Cuando de lejos contempló a Sor María Bárbara, entregando el resultado de la magia de sus dedos, pudo ver como la alegría iluminaba el rostro de aquel anciano sacerdote de ojos verdes y por un instante le pareció ver que un fulgor extraño, nacido del bordado, bañaba al hombre de la cabeza a los pies.
Años después, en 1810, el día que en Dolores aquel cura llamó al pueblo a la rebeldía, antes de salir de su iglesia entró a su cuarto, se despojó de sus ropas, de uno de los cajones de su mesilla de noche tomó aquel bordado, lo colocó sobre su pecho, a manera de peto, lo sujetó con alfileres a su ropa interior, se cubrió con una media sotana, se puso la botas y salió a montar al caballo que lo llevaría por todo el Bajío.
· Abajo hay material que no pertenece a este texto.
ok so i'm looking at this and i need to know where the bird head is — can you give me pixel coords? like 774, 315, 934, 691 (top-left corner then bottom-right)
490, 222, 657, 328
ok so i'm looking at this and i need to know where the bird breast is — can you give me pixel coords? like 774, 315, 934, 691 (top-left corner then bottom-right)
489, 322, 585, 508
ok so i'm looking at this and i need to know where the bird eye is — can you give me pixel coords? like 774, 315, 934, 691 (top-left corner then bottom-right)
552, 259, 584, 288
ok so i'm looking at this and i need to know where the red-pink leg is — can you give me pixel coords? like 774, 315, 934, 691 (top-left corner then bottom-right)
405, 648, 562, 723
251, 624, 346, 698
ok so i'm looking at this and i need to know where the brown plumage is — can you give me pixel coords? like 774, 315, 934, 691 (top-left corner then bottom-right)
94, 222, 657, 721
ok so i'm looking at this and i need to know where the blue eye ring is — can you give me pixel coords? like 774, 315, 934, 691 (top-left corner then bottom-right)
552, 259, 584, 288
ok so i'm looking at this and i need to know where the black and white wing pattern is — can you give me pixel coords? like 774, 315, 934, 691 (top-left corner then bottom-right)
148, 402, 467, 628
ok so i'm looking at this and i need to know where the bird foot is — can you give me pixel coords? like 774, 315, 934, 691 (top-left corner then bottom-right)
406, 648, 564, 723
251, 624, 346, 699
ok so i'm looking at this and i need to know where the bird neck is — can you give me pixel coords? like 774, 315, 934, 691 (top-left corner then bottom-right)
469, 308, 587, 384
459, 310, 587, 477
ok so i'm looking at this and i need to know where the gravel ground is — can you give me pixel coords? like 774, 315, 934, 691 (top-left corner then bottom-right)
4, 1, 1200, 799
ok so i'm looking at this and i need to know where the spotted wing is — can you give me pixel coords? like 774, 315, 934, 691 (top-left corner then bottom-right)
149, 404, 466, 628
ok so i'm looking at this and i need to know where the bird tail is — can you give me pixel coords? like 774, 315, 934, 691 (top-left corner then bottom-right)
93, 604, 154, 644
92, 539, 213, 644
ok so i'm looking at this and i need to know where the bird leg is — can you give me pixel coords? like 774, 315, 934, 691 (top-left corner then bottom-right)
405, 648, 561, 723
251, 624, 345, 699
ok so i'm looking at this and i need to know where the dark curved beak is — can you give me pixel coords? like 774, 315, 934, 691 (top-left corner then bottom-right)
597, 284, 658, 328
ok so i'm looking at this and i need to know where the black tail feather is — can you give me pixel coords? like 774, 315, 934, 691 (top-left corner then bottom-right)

En cada batalla, el ritual de colocarse aquella imagen en el peto para salir al combate no varió, hasta la noche en que, prisionero en Chihuahua, supo que iba a ser fusilado la mañana siguiente. Entonces se quitó el bordado del pecho y entregándolo en mano, dijo así a su gentil carcelero:
“Esta Señora me ha acompañado en todas mis batallas, es tiempo de que vuelva a las manos prodigiosas que elaboraron esta bendita tela para mí, por favor, encárguese de que sea regresado a las monjas teresitas en Querétaro”. Y fue así como la virgen bordada por manos piadosas emprendió el viaje de retorno.